Spectator readers respond to recent articles
Byrd song
Sir: Peter Phillips mentions (Arts, 3 May) hearing Byrd’s Mass for Four Voices in the unlikely setting of Lusaka, Zambia. I too have a happy memory of hearing a Byrd Mass, in this case for Three Voices, in an unexpected setting some years ago. My wife and I were members of a small congregation at a service of Holy Communion at Stiffkey Church, Norfolk. Just before the service began three young men entered the church and told the priest that they would be pleased to sing the Byrd Mass as an accompaniment. One of the three I believe was Michael Chance, the celebrated alto. Anyway, these three young men left my wife and I with a wonderful feeling of elation that such a thing could happen in a small country church.
Bill Marshall
Linslade, Bedfordshire
War of words
Sir: Sorry, Anthony Horowitz (Letters, 10 May), but Foyle’s War often contained linguistic anachronisms. Recent examples include ‘to loan a book’, ‘peek’, ‘to fill out a coupon’, ‘train station’, and ‘Who is this?’ (phone response). These examples of 1980s and 1990s language usage detracted from the efforts made to portray the second world war authentically.
Eric Brown
Bromley, Kent
To too far
Sir: Could you get Dot Wordsworth to devote a column to prepositions, and in particular, the use, or rather misuse, of ‘to’. Sky Sports and the BBC have used ‘defeat to’, rather than ‘defeat by’ and even the Daily Telegraph sub-editors, who I thought of as the last bastion of proper English, have allowed it through.
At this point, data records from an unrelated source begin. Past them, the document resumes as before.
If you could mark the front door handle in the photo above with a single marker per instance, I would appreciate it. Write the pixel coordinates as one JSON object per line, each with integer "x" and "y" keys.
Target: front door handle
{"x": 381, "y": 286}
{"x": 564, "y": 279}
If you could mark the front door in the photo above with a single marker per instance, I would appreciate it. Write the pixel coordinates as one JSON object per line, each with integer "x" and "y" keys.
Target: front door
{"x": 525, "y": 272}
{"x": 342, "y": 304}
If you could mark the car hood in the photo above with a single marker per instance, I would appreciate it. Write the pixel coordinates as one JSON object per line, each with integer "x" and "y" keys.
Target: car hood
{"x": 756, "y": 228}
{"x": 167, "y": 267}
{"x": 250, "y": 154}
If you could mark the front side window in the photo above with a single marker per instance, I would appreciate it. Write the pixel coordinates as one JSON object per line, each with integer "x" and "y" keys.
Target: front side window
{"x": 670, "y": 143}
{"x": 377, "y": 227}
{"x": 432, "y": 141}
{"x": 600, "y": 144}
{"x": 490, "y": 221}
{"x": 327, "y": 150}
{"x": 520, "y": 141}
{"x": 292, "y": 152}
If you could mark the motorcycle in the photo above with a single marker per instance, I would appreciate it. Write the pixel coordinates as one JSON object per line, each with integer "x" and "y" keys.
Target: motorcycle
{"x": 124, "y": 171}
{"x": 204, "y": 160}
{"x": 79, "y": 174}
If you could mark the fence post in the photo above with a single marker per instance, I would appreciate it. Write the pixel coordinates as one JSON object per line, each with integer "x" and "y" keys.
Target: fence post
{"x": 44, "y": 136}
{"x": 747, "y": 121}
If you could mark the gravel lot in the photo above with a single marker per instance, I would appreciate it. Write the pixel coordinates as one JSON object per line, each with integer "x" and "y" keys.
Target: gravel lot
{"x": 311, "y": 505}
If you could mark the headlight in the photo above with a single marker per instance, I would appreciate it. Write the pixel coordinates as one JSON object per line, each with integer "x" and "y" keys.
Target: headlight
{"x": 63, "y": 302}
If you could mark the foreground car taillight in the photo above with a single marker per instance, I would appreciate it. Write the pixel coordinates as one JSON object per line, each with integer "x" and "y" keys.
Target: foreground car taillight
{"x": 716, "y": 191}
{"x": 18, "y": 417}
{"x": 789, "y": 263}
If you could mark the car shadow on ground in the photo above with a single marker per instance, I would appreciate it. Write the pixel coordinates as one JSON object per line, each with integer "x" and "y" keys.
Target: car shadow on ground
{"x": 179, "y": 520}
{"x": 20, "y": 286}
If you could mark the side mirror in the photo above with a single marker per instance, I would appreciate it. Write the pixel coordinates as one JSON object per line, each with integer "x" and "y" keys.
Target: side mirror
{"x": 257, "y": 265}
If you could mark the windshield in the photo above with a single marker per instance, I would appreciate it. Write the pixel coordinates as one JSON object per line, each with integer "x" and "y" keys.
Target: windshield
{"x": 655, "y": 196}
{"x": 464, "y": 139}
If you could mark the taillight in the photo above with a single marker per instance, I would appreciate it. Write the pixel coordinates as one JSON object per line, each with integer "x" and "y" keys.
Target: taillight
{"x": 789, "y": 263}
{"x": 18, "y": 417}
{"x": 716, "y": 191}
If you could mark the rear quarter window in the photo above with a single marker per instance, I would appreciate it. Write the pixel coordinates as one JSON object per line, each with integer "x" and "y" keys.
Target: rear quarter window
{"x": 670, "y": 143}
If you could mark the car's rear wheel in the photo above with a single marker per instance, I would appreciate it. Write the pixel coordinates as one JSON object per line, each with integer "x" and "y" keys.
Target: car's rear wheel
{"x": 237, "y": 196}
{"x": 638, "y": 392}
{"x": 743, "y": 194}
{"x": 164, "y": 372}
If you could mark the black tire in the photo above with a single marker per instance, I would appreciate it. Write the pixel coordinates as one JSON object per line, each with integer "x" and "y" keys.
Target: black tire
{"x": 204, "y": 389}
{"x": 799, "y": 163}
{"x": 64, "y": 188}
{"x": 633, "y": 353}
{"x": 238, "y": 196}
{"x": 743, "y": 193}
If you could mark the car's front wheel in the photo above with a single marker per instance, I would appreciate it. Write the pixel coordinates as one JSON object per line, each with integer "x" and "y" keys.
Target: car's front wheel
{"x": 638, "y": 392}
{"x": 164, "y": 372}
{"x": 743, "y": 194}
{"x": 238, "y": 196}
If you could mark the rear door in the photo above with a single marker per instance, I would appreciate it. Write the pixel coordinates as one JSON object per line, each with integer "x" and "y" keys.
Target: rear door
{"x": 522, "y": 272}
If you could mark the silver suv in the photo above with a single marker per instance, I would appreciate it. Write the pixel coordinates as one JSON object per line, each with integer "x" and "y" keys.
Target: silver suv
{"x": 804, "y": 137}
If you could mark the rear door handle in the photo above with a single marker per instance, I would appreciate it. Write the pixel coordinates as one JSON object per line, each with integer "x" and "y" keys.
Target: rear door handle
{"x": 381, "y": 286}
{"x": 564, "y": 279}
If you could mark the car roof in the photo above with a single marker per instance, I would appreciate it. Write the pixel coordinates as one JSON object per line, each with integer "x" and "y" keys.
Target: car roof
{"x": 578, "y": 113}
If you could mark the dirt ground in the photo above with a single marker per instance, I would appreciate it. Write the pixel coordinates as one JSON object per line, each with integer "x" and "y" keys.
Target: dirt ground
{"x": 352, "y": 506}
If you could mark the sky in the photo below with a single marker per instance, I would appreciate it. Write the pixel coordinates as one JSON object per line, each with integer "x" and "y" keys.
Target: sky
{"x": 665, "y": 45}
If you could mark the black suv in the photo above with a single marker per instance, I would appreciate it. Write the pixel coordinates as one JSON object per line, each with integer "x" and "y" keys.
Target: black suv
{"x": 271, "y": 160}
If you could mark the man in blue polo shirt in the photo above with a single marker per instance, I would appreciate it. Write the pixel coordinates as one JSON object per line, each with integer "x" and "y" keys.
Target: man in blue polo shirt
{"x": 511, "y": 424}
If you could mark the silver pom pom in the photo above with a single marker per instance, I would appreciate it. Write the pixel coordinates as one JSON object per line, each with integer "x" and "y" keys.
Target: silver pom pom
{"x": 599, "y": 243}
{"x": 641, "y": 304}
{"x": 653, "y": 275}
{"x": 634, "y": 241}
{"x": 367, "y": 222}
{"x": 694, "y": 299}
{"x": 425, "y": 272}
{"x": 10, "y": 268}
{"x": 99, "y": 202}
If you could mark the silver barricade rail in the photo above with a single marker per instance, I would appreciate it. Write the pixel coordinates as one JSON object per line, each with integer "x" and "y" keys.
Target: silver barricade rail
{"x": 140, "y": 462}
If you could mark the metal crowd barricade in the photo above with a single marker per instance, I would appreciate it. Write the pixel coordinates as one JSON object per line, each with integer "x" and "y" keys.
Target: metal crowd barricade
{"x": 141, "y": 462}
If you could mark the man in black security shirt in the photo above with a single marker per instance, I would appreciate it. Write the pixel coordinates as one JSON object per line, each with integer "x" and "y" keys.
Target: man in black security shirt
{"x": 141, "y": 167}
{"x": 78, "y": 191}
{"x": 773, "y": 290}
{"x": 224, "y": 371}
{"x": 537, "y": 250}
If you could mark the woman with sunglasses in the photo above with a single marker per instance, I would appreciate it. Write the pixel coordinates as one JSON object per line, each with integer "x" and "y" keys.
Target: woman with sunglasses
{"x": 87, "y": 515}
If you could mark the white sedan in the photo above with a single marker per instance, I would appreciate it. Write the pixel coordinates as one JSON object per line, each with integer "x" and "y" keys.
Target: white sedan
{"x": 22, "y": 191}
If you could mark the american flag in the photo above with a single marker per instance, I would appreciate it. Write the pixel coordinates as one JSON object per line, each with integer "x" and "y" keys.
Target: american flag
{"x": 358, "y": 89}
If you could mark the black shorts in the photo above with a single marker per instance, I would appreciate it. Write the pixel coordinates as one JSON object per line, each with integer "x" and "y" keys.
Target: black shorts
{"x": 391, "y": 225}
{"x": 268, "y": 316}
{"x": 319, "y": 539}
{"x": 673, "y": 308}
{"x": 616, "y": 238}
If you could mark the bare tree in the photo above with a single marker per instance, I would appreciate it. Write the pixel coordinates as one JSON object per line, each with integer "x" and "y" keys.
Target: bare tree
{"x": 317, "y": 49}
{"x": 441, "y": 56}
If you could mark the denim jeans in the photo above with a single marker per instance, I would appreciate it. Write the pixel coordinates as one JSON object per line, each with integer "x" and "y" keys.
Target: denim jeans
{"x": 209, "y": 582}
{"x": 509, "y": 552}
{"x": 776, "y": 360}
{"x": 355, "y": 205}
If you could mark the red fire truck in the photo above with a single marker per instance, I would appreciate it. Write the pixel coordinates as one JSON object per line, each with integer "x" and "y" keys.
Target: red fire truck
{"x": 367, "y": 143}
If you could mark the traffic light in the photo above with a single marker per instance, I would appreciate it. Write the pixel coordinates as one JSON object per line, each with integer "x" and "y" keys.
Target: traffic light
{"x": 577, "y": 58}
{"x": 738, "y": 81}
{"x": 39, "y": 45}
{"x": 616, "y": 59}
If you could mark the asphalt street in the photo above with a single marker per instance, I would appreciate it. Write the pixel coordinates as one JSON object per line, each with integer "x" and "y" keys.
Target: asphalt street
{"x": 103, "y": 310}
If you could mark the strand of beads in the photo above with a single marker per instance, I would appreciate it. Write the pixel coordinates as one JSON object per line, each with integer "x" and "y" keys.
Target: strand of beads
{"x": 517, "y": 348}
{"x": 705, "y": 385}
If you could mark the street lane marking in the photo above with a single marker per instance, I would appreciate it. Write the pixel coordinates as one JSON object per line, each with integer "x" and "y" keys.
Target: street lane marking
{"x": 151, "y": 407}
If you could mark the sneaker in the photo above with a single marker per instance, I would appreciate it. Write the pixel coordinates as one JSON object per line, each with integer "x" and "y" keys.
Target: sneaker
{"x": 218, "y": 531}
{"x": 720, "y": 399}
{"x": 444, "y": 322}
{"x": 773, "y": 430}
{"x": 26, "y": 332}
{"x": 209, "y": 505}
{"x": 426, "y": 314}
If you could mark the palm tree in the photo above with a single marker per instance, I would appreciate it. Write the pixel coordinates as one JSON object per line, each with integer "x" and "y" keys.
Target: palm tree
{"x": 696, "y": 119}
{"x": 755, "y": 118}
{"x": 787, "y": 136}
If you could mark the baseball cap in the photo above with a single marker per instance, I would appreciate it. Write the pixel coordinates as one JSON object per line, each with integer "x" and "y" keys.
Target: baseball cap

At least there the meaning is clear, and I presume that the journalists concerned, knowing no better, have confused it with ‘lose to’. However, on the BBC news last night, their correspondent, referring to the Burma junta, said that they were ‘suspicious to’ the USA. The use here of ‘to’ rather than ‘of’ pretty much reverses the meaning of what she was trying to say.